骨格筋と心内膜に含まれるタウリンとカルニチン濃度も測定され、血液中のタウリンやカルニチンとの相関が分析されたのですが、全血タウリン、血漿タウリン、血漿カルニチンと骨格筋と心内膜のタウリンおよびカルニチンとの相関は、低い相関〜中程度の相関という結果が示されました。

犬の心臓病の診断には全血タウリンや血漿タウリンが用いられるのですが、今回の調査結果について研究者は、血液中のタウリンとカルニチンの濃度を測定することは、心臓のタウリンおよびカルニチン濃度を評価する(つまり心臓で何が起きているのかを知る)ためには信頼性に限界があると結論づけています。

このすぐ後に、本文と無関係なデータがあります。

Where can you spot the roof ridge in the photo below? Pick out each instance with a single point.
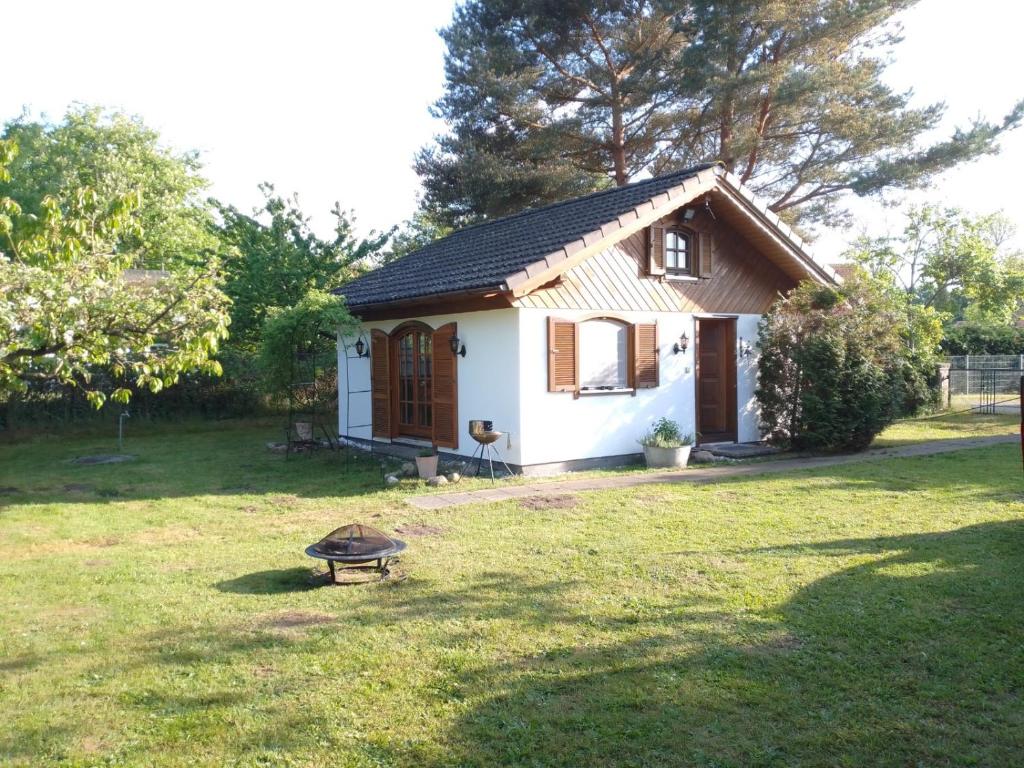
(691, 170)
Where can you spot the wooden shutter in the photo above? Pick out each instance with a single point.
(655, 249)
(444, 387)
(704, 244)
(563, 355)
(645, 364)
(380, 383)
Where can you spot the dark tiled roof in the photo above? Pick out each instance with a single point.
(484, 255)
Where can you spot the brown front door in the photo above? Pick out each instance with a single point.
(716, 379)
(414, 353)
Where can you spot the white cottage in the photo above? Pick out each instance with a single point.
(576, 326)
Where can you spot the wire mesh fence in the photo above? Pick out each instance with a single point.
(989, 383)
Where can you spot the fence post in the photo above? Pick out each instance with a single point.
(944, 389)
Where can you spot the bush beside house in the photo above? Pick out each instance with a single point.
(834, 370)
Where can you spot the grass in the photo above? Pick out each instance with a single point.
(947, 426)
(159, 612)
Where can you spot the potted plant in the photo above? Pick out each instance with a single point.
(426, 464)
(666, 445)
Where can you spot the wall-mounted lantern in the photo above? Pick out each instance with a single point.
(361, 350)
(457, 346)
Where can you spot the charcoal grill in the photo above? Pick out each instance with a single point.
(354, 546)
(483, 432)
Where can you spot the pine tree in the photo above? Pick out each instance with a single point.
(549, 98)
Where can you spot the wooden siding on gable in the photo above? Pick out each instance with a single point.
(743, 282)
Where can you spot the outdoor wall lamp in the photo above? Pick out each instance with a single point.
(457, 347)
(360, 347)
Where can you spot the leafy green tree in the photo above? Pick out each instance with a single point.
(546, 99)
(421, 229)
(273, 259)
(308, 326)
(832, 363)
(949, 262)
(115, 155)
(72, 304)
(982, 338)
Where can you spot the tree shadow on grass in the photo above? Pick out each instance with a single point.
(913, 656)
(271, 582)
(187, 465)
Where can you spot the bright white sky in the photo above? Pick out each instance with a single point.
(330, 99)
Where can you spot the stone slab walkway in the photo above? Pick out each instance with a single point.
(710, 474)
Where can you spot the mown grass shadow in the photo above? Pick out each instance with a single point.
(912, 656)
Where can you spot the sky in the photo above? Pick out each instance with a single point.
(331, 99)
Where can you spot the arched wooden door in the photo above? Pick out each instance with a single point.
(414, 381)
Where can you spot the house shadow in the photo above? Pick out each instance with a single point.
(910, 656)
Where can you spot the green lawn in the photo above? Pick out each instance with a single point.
(159, 612)
(947, 426)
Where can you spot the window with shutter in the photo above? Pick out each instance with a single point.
(604, 355)
(380, 383)
(655, 249)
(705, 247)
(563, 355)
(645, 372)
(444, 395)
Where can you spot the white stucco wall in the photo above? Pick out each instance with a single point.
(504, 378)
(488, 380)
(556, 427)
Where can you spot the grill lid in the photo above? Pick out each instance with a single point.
(354, 540)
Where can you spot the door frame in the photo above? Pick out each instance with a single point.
(731, 434)
(396, 334)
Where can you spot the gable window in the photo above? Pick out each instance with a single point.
(603, 355)
(678, 249)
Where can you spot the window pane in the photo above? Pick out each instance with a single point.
(602, 354)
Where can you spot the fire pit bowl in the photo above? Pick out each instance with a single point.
(354, 546)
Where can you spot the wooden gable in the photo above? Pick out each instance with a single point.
(741, 280)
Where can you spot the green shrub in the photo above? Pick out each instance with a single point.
(666, 433)
(832, 367)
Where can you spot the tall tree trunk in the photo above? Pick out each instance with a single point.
(617, 139)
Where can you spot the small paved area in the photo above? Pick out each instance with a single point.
(711, 474)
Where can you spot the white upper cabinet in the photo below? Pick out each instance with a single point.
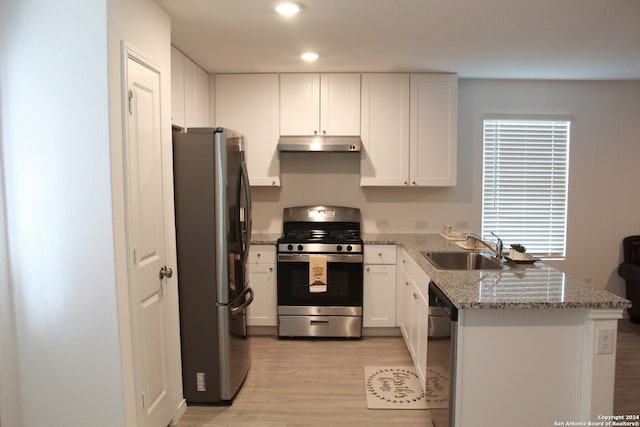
(177, 87)
(320, 104)
(190, 101)
(249, 104)
(409, 130)
(197, 110)
(434, 126)
(385, 130)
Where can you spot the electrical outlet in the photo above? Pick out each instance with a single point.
(382, 223)
(421, 224)
(604, 341)
(462, 225)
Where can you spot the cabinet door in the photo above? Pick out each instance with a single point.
(379, 296)
(434, 123)
(177, 87)
(249, 104)
(299, 104)
(404, 295)
(196, 96)
(385, 130)
(422, 311)
(340, 104)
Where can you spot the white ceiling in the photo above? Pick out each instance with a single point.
(523, 39)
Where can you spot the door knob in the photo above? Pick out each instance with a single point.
(166, 272)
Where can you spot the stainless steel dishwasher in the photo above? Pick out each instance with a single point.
(441, 352)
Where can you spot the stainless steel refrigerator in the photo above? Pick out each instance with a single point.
(213, 229)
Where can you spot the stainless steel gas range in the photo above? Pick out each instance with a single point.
(319, 277)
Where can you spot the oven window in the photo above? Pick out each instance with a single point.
(344, 285)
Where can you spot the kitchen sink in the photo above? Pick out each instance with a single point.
(463, 260)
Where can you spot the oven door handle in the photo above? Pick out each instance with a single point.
(349, 258)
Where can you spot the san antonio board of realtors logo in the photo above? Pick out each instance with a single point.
(395, 385)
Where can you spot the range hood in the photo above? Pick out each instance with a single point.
(320, 143)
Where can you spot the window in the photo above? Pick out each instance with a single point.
(525, 182)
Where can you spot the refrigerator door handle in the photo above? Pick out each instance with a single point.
(246, 302)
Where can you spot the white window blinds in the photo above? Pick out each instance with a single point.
(525, 182)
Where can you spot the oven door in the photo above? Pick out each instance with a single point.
(344, 281)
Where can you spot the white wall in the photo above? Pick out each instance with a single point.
(603, 202)
(64, 311)
(55, 152)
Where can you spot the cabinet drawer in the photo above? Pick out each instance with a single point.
(262, 254)
(379, 254)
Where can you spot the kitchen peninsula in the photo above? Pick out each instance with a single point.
(527, 334)
(527, 338)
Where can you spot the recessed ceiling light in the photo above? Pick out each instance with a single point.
(288, 9)
(309, 56)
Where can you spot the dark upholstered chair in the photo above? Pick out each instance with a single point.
(630, 271)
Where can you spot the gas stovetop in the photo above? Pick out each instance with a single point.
(329, 229)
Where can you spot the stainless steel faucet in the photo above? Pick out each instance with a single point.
(497, 250)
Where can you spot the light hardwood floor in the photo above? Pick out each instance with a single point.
(298, 382)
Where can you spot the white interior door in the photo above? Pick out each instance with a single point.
(146, 239)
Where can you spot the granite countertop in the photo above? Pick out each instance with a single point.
(264, 238)
(517, 287)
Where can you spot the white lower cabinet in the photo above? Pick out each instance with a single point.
(262, 279)
(379, 293)
(412, 287)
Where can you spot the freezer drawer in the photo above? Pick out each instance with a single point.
(320, 326)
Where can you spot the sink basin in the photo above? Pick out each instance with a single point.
(463, 260)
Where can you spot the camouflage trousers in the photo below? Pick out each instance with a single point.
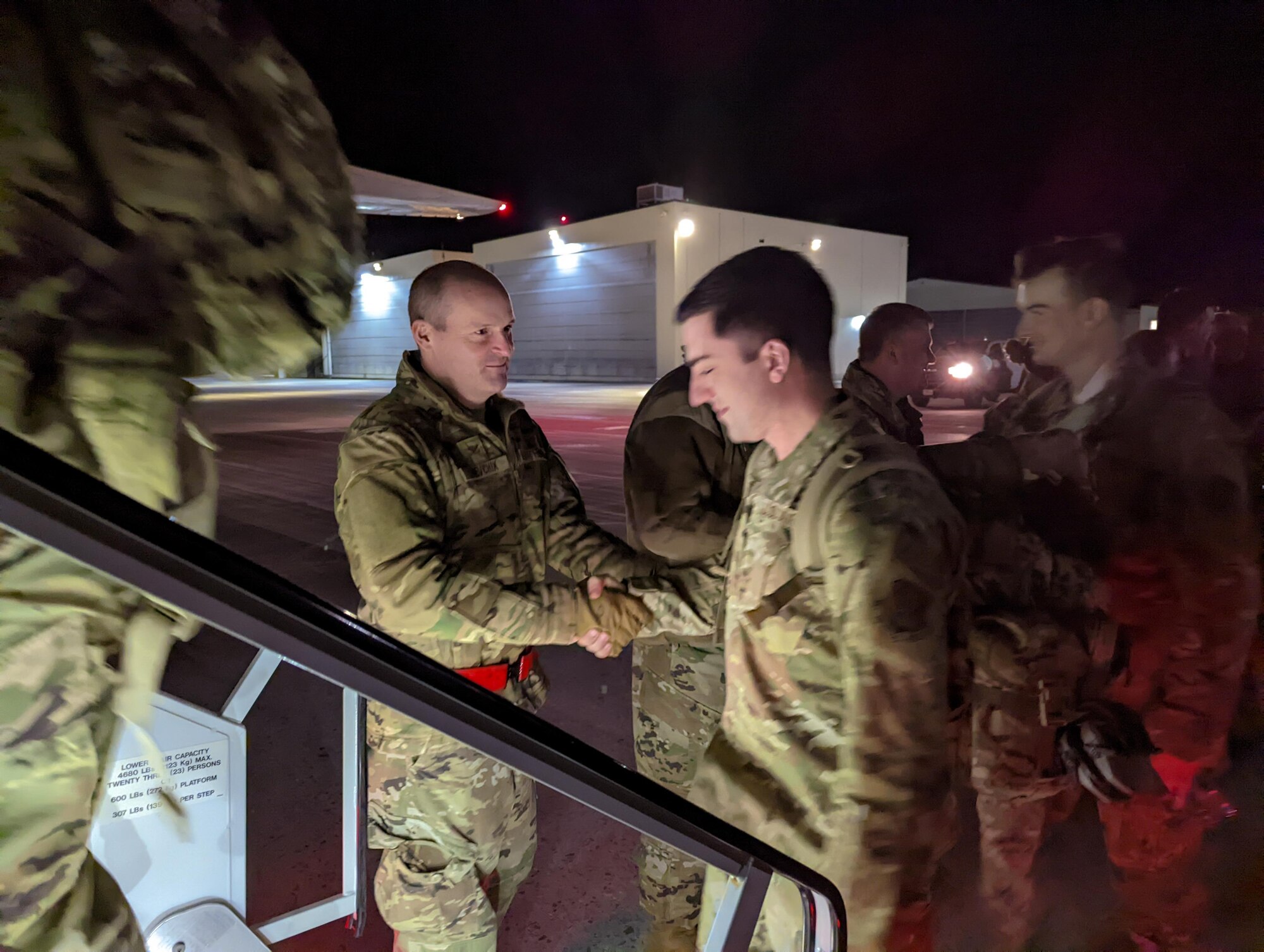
(458, 831)
(1022, 791)
(1155, 846)
(908, 927)
(678, 696)
(56, 729)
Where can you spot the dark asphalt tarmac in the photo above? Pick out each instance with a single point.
(277, 452)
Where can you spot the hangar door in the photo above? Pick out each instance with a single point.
(583, 317)
(372, 342)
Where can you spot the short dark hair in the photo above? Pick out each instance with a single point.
(769, 294)
(885, 323)
(1182, 308)
(1094, 267)
(427, 295)
(1018, 351)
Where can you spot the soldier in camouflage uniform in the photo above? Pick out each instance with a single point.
(1028, 632)
(894, 352)
(173, 202)
(452, 506)
(844, 561)
(1177, 572)
(682, 487)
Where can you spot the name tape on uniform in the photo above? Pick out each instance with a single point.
(198, 773)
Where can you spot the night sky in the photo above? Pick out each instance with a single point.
(970, 128)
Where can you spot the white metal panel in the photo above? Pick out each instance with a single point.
(372, 342)
(583, 317)
(140, 841)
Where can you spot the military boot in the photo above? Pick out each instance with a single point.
(671, 939)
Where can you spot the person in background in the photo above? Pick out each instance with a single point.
(894, 351)
(682, 487)
(1152, 350)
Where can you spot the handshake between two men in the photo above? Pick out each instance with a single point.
(612, 618)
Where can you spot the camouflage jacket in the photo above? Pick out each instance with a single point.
(451, 520)
(1182, 577)
(832, 743)
(173, 200)
(1171, 491)
(682, 475)
(896, 418)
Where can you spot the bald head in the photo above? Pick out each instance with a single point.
(427, 299)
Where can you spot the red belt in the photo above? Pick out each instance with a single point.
(499, 677)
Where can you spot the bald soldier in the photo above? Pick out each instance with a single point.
(844, 561)
(453, 506)
(682, 487)
(890, 367)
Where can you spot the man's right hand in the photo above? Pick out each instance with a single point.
(1054, 453)
(606, 624)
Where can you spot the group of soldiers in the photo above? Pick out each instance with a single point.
(826, 615)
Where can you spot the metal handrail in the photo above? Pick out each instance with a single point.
(68, 510)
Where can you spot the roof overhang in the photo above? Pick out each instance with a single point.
(380, 194)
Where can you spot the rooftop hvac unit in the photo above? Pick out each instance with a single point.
(658, 194)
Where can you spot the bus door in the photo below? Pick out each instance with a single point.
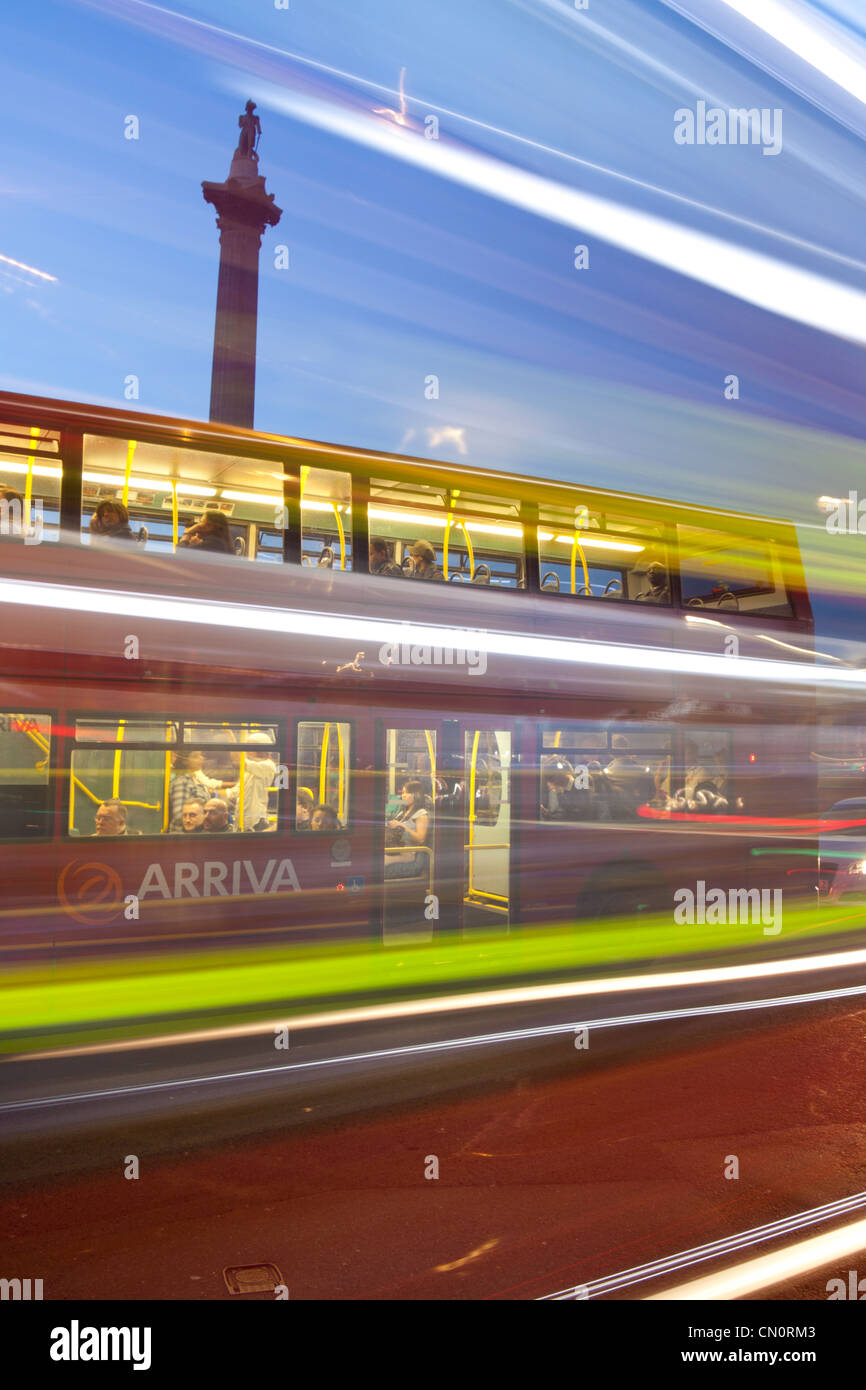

食事との関連では、4種類すべてのフードで血漿中のタウリンが増加。高動物性タンパク質穀物不使用のフードでは増加の割合がやや低かったが、低動物性タンパク質穀物不使用ではこの傾向は見られませんでした。全血中のタウリンは食事による違いは見られず、カルニチンについては食事による影響は見られませんでした。

この調査によって得られた知見は、栄養素の欠乏に関連した犬の心臓病の診断方法に大きな影響を与えるだろうと研究者は述べています。

まとめ

獣医師とハイタッチをするビーグル

犬の血液中のタウリンとカルニチンの濃度と、骨格筋および心筋での濃度の間には低い〜中程度の相関が観察されたこと。そのため心臓でのタウリンおよびカルニチンの濃度を評価するには、血液検査の信頼性が限界があるという調査結果をご紹介しました。

犬の食事と心臓病については数年前の騒動以来まだ明確な研究結果が出ていない状態ですが、この報告は今後心臓病の原因物質の解明に役立つことが期待されます。